I found it so interesting to discuss the possible sites of Jesus' trial and flogging (including the recorded interview by Pontius Pilate) and his "Via Dolorosa" (Way of Suffering) from either the Antnia Fortress, where the Roman Garrision was based, just outside of the Temple precinct, or from the Jaffa Gate area. Both are plausible, but Jesus would have taken different routes, carrying the cross.
It was a break in the intensity to travel a short way by bus to the "The Garden Tomb" (the other more probable? site being The Church of the Holy Sepulcher - inside the Old City, but likely outside the city walls of Jesus' day). See John 19:16-18.

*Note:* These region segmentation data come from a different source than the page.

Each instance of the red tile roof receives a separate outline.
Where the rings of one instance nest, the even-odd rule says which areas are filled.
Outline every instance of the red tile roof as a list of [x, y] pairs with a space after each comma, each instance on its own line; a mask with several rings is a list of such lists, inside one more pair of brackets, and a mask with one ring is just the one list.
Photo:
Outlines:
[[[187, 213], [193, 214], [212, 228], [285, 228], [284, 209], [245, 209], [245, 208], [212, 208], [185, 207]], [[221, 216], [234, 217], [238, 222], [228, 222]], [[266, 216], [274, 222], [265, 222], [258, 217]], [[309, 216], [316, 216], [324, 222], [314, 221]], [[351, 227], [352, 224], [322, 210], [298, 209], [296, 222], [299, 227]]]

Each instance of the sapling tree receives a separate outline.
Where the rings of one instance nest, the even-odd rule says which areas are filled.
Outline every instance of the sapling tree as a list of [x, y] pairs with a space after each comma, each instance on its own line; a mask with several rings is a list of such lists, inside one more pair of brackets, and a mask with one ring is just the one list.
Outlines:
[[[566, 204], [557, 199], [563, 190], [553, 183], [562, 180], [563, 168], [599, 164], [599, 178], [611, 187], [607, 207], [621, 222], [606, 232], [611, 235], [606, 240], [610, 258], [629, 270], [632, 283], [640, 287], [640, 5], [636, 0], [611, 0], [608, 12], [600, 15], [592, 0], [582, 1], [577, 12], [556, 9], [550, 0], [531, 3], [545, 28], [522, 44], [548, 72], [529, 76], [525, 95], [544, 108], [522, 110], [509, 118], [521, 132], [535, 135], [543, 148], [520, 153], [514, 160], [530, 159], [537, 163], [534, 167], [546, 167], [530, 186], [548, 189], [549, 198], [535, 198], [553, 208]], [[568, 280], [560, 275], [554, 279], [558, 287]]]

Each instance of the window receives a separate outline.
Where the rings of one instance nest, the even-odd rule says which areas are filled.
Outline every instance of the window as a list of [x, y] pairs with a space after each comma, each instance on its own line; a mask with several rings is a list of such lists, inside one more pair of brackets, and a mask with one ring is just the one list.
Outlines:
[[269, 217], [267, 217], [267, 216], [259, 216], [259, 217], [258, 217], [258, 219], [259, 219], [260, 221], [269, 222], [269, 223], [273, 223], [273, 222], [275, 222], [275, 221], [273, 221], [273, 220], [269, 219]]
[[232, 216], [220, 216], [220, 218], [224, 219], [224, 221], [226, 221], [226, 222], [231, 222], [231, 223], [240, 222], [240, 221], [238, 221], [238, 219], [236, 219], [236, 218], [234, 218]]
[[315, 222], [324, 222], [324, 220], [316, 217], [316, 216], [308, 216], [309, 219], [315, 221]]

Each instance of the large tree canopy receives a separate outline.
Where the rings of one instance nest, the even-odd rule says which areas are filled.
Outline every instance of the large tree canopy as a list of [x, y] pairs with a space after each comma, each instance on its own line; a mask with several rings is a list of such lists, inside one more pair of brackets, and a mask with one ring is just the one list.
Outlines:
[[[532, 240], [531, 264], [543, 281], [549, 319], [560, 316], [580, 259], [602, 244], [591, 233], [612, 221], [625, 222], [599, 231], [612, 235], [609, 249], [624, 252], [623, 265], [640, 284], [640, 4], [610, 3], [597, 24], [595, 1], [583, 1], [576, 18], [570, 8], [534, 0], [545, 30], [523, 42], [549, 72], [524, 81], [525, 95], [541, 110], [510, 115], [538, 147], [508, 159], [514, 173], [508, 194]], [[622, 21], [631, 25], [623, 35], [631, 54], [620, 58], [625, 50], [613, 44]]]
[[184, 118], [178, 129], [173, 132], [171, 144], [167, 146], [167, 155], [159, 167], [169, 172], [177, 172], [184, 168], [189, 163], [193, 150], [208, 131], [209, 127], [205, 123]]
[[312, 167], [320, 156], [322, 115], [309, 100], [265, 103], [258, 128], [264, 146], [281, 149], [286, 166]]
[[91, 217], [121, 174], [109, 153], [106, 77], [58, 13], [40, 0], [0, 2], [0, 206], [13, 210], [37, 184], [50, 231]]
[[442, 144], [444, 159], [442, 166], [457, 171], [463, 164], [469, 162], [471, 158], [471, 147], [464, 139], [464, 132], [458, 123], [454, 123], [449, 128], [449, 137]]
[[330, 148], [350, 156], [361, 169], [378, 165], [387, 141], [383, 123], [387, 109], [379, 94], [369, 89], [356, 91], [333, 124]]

Whether at this site or the other, I believe in the Life, Death Resurrection and Ascension of Jesus Christ, and it was good to celebrate our faith in Christ with a service of Holy Communion and engergetic hymns and choruses. There are a number of small gathering places, where visiting groups can worship. At times it was cacophanous with all of the groups singing at the same time, different tunes in different languages. I thought, "One day we will all be together in worship."
This was an unusally demanding day (I can think of one other like it) in that we were out in the evening as well, under the city! There are no excavations allowed under the Temple Mount. It is just a too highly invested area. The boundary lines are drawn. But there are excavations right along the foundation of the Temple Mount, and we went 'down' and further down to see the huge dressed foundation stones that date from before Roman times. We also walked through a dry aquaduct and some found it claustrophobic. The claims to the land are expressed in these excavations. It is a claim on the land, just as Canada has outposts in the Arctic bordering the Northwest Passage.
It was a good day, and it was good to go 'home' to bed! Boom. Sleep came fast.